Его пальцы замерли, ощутив странную вибрацию. Лицо Константина помрачнело.
— Пойдём дальше.
Внезапно он сорвался с места, словно кто-то позвал его. Фэн удивлённо замерла, но быстро пошла за ним, стараясь не отставать. Константин двигался с такой уверенностью, будто был здесь раньше, хотя она точно знала, что это невозможно.
С каждым шагом они углублялись в сырой, промозглый мрак крепости. Запах гнили становился всё сильнее. Наконец, путь привёл их к узкому проходу, ведущему в подземелье.
В лицо ударил густой, тошнотворный запах мертвечины. Константин, прикрыв рот и нос рукой, продолжил идти вперёд, кашляя от смрада.
— Константин! — выдохнула Фэн, прикрывая лицо рукавом. Она изо всех сил старалась поспевать за ним, почти бегом двигаясь по скользким камням. Темнота вокруг становилась всё плотнее, словно хотела поглотить их целиком. Только свет чародея позволял хоть что-то видеть.
И вдруг огонь в руке Константина погас.
— Константин… — прошептала Фэн, её голос дрогнул. Теперь она не видела даже кончика собственного меча, который успела вытащить из ножен. — Где ты? Мне страшно… Не...
Резкое прикосновение к её руке заставило её вздрогнуть, но прежде чем она успела закричать, сильная рука Константина зажала ей рот.
— Тихо, — прошептал он ей на ухо, сжимая её запястье. — Здесь кто-то... или что-то. Не шуми.
Его слова обожгли её, но Фэн кивнула, стараясь унять дрожь в теле.
— Пойдём вперёд, — едва слышно добавил он, отпуская её руку.
В пугающей тишине они продолжили путь. Медленно ступая по влажным каменным плитам, чародеи прислушивались к каждому звуку.
Константин вновь зажёг огонь в ладони. Узкий туннель уходил всё глубже, приводя их в забытые ходы, вырытые когда-то ведьмаками. Сотни лет эти маги были последователями Перуна и других древних божеств. Они считали своим долгом раскрывать тайны мироздания, поклонялись силам природы и жили обособленно от остального мира.

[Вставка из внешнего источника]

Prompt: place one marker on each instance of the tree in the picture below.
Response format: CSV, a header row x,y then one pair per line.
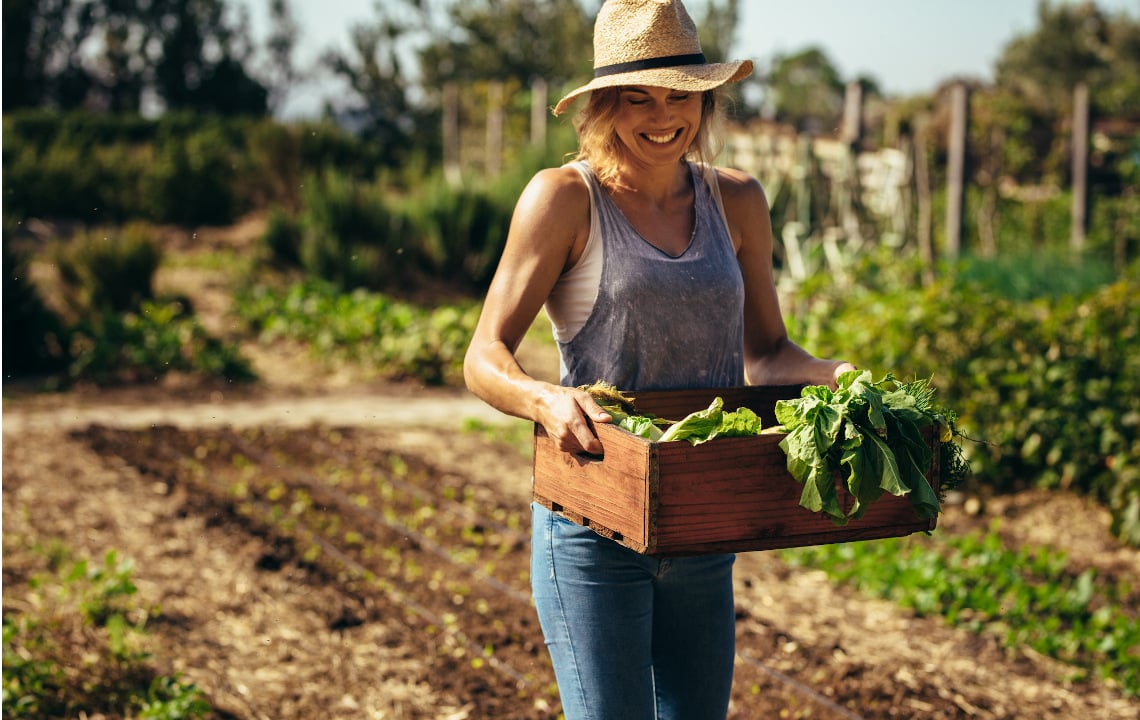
x,y
806,90
510,40
380,107
1075,43
112,54
281,74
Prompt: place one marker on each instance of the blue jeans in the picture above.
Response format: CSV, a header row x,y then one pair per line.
x,y
633,637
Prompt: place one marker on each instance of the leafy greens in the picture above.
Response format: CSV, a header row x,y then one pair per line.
x,y
865,431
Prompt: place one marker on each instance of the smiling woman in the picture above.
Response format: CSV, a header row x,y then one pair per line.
x,y
656,270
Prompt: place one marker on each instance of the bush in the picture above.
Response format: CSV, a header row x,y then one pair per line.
x,y
146,344
1050,386
33,335
108,269
182,168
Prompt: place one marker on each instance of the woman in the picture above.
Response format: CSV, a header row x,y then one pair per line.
x,y
657,275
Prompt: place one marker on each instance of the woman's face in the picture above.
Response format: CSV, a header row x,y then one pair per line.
x,y
657,124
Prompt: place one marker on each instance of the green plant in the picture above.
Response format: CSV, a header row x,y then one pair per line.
x,y
1028,596
33,335
398,340
108,269
74,646
148,343
1049,387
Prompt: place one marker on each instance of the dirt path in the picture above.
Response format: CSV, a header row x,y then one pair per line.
x,y
268,636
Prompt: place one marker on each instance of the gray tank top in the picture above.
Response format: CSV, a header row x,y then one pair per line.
x,y
661,322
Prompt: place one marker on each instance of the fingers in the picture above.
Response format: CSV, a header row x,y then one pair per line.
x,y
569,420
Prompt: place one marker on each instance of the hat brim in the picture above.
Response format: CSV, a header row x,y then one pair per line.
x,y
692,78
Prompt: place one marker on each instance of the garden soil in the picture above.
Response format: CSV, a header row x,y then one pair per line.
x,y
270,630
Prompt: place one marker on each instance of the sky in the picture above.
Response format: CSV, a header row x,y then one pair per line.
x,y
908,46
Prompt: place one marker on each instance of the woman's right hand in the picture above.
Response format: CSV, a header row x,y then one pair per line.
x,y
568,416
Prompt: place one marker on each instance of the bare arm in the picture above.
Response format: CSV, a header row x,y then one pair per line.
x,y
771,358
547,231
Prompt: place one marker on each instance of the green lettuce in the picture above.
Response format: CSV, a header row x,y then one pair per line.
x,y
868,432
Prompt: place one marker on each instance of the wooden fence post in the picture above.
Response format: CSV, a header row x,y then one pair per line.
x,y
925,229
1080,166
955,172
853,114
538,109
452,170
494,163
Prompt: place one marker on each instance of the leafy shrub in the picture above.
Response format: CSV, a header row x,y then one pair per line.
x,y
33,335
104,271
282,238
74,648
1050,387
181,168
146,344
371,235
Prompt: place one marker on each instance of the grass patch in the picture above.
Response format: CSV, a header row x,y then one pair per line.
x,y
74,645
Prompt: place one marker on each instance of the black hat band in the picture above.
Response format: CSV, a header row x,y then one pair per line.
x,y
652,63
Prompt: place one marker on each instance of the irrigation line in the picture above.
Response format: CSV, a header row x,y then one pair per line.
x,y
345,504
799,687
316,484
446,505
343,501
400,597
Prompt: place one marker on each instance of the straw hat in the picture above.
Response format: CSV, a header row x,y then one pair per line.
x,y
651,42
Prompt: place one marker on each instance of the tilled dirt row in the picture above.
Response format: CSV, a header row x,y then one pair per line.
x,y
326,572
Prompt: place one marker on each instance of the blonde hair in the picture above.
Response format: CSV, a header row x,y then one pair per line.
x,y
600,147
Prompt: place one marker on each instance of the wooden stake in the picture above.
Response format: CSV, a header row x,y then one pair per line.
x,y
955,179
1080,165
494,163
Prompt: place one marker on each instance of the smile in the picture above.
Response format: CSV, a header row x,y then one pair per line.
x,y
662,139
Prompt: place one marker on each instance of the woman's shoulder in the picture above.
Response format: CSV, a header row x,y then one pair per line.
x,y
562,187
738,185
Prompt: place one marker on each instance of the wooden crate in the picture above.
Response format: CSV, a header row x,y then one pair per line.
x,y
729,495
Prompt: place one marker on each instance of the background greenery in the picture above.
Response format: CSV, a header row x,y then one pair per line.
x,y
374,253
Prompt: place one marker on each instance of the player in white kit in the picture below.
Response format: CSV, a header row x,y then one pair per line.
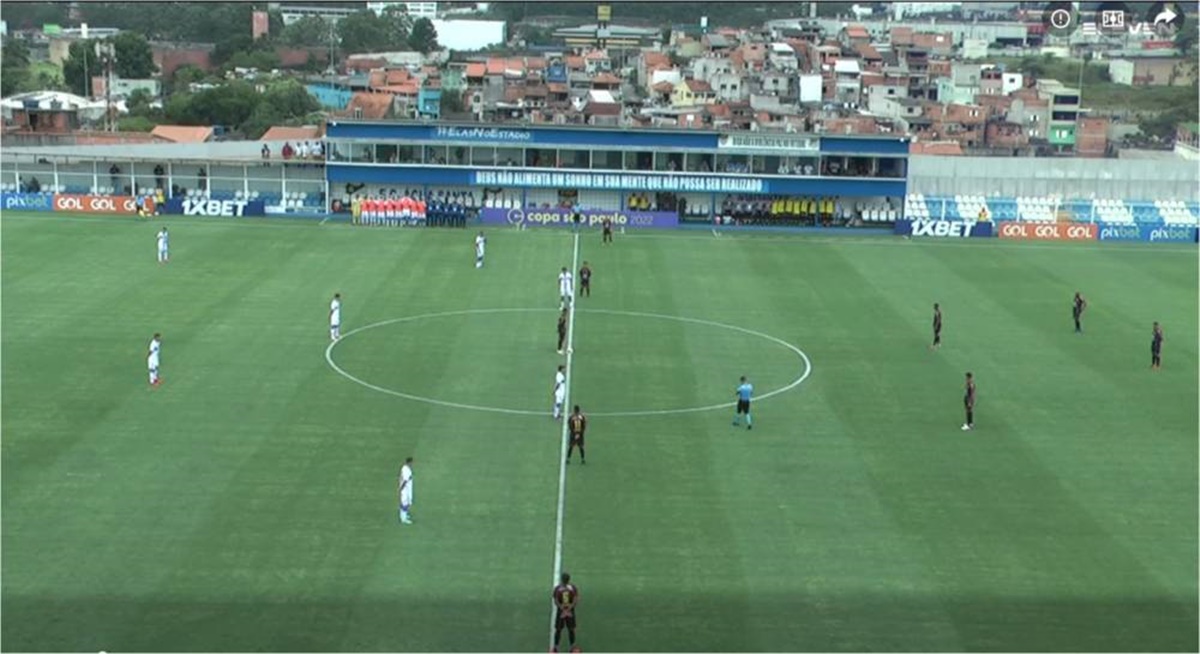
x,y
163,256
559,391
335,317
406,492
565,288
153,359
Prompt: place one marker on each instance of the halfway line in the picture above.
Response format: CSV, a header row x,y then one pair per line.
x,y
562,455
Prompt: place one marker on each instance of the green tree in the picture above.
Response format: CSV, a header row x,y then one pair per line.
x,y
366,33
1186,40
185,76
291,99
13,66
138,103
307,31
424,37
135,59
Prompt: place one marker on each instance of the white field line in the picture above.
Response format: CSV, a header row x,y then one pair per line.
x,y
562,454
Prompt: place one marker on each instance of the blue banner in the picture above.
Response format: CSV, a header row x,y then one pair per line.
x,y
201,207
1147,233
598,138
945,229
27,202
588,217
634,181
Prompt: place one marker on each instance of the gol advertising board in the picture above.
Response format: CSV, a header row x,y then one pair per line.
x,y
1147,233
1048,231
945,229
552,217
96,204
27,202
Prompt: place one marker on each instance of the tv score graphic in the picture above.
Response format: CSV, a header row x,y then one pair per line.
x,y
1114,19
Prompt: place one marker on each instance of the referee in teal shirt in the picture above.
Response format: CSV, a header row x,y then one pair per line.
x,y
745,389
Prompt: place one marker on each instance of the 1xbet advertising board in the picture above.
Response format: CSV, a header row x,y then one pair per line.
x,y
945,229
27,202
589,217
1147,233
96,204
1048,232
201,207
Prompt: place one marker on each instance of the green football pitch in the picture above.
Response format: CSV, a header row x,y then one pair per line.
x,y
249,503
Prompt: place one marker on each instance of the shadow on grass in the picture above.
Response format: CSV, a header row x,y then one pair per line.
x,y
793,623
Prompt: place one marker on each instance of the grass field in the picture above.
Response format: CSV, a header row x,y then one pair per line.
x,y
250,502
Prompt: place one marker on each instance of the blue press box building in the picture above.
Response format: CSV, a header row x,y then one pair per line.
x,y
693,173
525,174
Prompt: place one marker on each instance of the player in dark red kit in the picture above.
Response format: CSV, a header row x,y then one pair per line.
x,y
576,424
586,280
567,597
969,403
937,327
1156,348
562,330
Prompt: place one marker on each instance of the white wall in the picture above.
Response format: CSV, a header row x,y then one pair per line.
x,y
468,35
810,88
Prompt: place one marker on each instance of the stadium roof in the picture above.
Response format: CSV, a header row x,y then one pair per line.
x,y
183,133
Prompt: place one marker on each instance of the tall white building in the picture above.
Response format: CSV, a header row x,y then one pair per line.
x,y
417,10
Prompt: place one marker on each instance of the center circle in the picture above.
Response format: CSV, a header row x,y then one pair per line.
x,y
797,352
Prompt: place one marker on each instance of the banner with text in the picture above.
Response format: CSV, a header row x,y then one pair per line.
x,y
96,204
1048,231
1149,233
202,207
589,217
619,181
945,229
27,202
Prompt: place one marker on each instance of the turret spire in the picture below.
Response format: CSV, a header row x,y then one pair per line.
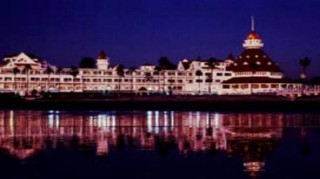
x,y
253,40
252,23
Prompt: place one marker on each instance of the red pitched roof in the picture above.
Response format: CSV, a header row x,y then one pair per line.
x,y
254,56
253,35
255,80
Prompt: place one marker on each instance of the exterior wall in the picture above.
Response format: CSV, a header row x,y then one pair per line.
x,y
145,79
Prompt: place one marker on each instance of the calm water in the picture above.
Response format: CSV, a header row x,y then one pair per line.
x,y
158,144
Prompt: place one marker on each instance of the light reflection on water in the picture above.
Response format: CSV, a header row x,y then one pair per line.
x,y
253,136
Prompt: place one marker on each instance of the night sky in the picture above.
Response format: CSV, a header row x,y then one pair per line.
x,y
134,32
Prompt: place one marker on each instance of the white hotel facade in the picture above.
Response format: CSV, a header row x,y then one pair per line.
x,y
251,72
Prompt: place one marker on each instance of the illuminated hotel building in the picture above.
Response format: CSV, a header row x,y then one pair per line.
x,y
252,72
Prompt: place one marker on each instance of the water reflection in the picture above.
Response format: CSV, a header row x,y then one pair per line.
x,y
252,136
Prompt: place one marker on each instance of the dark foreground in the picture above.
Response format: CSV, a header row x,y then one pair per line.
x,y
216,103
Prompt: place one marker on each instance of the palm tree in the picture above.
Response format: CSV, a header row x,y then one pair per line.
x,y
59,71
26,69
199,74
74,71
120,74
130,72
304,63
15,72
48,71
211,63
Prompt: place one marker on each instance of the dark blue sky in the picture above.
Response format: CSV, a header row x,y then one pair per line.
x,y
133,32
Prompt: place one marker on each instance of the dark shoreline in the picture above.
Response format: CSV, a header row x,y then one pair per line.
x,y
180,103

Но не все ведьмаки были нелюдимы. Многие помогали крестьянам: делились знаниями о травах, лечили болезни, а иногда даже помогали охотникам бороться с нечистью. Но большая часть ордена увлеклась изучением тёмной магии, и их действия начали внушать страх. Царская власть посчитала ведьмаков угрозой и объявила их изгоями. Их крепости разрушали, а самих магов изгоняли или уничтожали. Всё это происходило на фоне широкой борьбы с чудью. То, что казалось противоестественным простому человеку, должно было исчезнуть.